Tetapi ketidakpastian atas kecepatan dan besarnya kenaikan suku bunga telah menyebabkan kebingungan spekulasi tentang seberapa tinggi Fed dapat menaikkan suku bunga, sebelum memburuknya aktivitas ekonomi memaksa Fed kembali ke penurunan suku bunga.
Bank sentral itu sendiri memperkirakan Fed perlu menaikkan suku bunga menjadi sekitar 3,8% tahun depan untuk melakukan perlambatan inflasi, meskipun perkiraan itu sekarang mungkin sudah ketinggalan zaman.

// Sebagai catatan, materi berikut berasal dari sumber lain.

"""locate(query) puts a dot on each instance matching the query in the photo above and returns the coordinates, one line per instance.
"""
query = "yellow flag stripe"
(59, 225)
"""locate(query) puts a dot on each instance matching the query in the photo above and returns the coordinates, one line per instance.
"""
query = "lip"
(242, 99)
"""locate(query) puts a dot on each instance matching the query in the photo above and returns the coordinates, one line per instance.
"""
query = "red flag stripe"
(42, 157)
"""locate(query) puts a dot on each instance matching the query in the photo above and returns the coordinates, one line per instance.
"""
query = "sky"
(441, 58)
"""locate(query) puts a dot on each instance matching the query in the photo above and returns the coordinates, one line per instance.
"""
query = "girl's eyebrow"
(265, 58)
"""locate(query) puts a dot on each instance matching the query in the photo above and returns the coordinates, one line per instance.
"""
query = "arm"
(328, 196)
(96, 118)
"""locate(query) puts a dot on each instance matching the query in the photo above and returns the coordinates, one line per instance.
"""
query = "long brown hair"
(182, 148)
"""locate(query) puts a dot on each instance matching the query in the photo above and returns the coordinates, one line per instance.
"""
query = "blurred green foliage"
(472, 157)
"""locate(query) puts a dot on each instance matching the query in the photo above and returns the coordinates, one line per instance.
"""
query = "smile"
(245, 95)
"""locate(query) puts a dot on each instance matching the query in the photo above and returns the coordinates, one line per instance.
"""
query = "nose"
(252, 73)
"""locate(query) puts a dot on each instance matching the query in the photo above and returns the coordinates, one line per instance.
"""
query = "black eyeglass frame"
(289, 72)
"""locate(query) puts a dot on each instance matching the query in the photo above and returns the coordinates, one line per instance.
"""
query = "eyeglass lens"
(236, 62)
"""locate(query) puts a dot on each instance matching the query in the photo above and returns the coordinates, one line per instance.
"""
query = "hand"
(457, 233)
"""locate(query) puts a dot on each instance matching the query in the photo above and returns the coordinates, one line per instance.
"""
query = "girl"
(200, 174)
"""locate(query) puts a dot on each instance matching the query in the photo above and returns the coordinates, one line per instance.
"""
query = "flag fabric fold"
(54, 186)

Adapun, kenaikan suku bunga yang dinilai masih kurang hawkish ini akan memberikan aset berisiko di Asia bangkit, meskipun investor harus mempertahankan sikap defensif karena ancaman pengetatan kebijakan lebih lanjut dan arus keluar modal.
Analis juga menegaskan kembali pandangan mereka bahwa aset China kurang terkena dampak dari kenaikan suku bunga AS, sedangkan India dan Asia Tenggara lebih rentan.
Direktur investasi di GAM Investment Management di Zurich Jian Shi Cortesi, bilang kebijakan domestik sebagai kekuatan pendorong yang jauh lebih penting daripada suku bunga AS.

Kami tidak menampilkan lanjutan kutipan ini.